By Robert B. Barnett Jr., J.D.
The circumstantial evidence indicated that Shure’s replacement product was continuing to be installed in a way that violated ClearOne’s patent, thus violating the injunction.
In a patent dispute involving ceiling-mounted microphone arrays, Shure Inc. has been found in contempt of a preliminary injunction prohibiting it from selling arrays that infringe patents held by its competitor ClearOne, Inc., because Shure designed and sold a replacement product not colorably different from the infringing product, a Chicago federal district court has ruled. While the replacement product was designed to be installed in a way that did not violate the patent, in reality it was designed to allow installers to more easily install the new product in the infringing configuration. In addition, the court granted ClearOne the right to conduct additional discovery to determine the full scope of the violation and the potential relief the court might order (Shure Inc. v. ClearOne, Inc., September 1, 2020, Chang, E.).
Background. ClearOne owns a patent for an invention that combines a beamforming microphone array with a ceiling tile. It is installed in a conference room for recording purposes so that the ceiling tile with the microphone would look to attendees like any other suspended ceiling tile. In 2019, ClearOne was granted a preliminary injunction preventing its competitor, Shure, from selling its product that infringed on the ClearOne patent. The infringement occurred in the way the product was installed. If the microphone array hung down below ceiling level, it would not violate the patent. If the ceiling tile was flush with the other ceiling tiles, it would violate the patent.
New model. Shure released a new model that was designed to avoid the patent infringement. Rather than be flush with the other ceiling tiles, the new model hung down from the ceiling. A problem existed, however, with the installation of the new model. Standard ceiling tile brackets in commercial buildings come in two sizes, 15/16 inch and 9/16 inch. If the building contained a 15/16 inch bracket, the installation was more complicated than it was if it contained a 9/16 inch bracket. In that case, it required the installer to manipulate the bracket to allow it to hang below ceiling level. If the installer did not want to go to the trouble of manipulating the bracket, the installer could install the new model in a way that would cause it to be flush with the ceiling, which violated both the patent and the preliminary injunction.

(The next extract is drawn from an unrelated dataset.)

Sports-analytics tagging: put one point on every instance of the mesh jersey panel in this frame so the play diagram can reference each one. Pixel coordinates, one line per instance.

Contempt. ClearOne realized the problem when it tried to install the new product in its own building as a test. In its motion for contempt, ClearOne cited its own experience with the installation, evidence that some installers were not going to the trouble of installing the product in the correct way, and the fact that the majority of commercial buildings have 15/16 inch brackets. Shure argued, on the other hand, that the new product was a completely new product and that it did not have a legal obligation to police installations of its new product. The contempt motion, the court said, "boils down to the factual question of whether or not Shure ‘allows’ integrators to install its speaker products…in a configuration in violation of the preliminary injunction order."
Ultimately, the court concluded that Shure did, in effect, allow the installers to install the new products in violation of the injunction. To succeed on its motion, ClearOne had to satisfy a two-step test. First, it had to show that the new product was not colorably different from the infringing product. Second, it had to show that the new product infringed the injunction. As for the first step, while Shure did change the design, the changes made no difference functionally, given that the installers were still installing it in the same way as the old product. As a result, the court said, "the record strongly suggests that the [new product] is not colorably different." It was too easy for installers to ignore the design changes and mount the product as before. In its design, the court concluded that Shure provided an incentive for the installers to choose the no-effort option of installing the product flush with the ceiling rather than undertake the extra labor of mounting the product in accordance with the product changes. Furthermore, including installation instructions that call for installing the product in a non-infringing way could not "paper over" the fact that the two products were not colorably different.
Several pieces of additional evidence indicated that Shure’s intentions in designing the new product were not pure and continued to violate the patent. First, Shure had another product in development that would not violate the patent. Why not wait for that product? The fact that Shure instead pressed against with this substitute product indicated that they knew that it violated the injunction. Second, after the injunction was issued, Shure provided adapters to installers that would let them install another Shure product in an infringing manner. Third, Shure took steps to evade the preliminary injunction by quick-selling the existing product before the injunction took effect. In the injunction, the court had allowed already-installed products to remain.
The court thus concluded that Shure violated the preliminary injunction by selling a product that was not colorably different from the infringing product. It did not issue a penalty, however, instead calling for more discovery to reveal the full extent of both Shure’s pre-injunction and post-injunction behavior, as well as more information about whether another product that Shure sold may have violated the injunction.
The court, therefore, granted the motion to hold Shure in contempt in part, and it entered and continued the motion in part to determine the scope of the violation. ClearOne’s motion for leave to conduct additional discovery was granted in part and denied in part (it was denied as to a product to be released that would not be in violation).
This case is No. 1:17-cv-03078.
Attorneys: Bradley F. Rademaker (Neal, Gerber & Eisenberg LLP) for Shure Inc. Douglas J. Dixon (Hueston Hennigan LLP) for ClearOne, Inc.
Companies: Shure Inc.; ClearOne, Inc.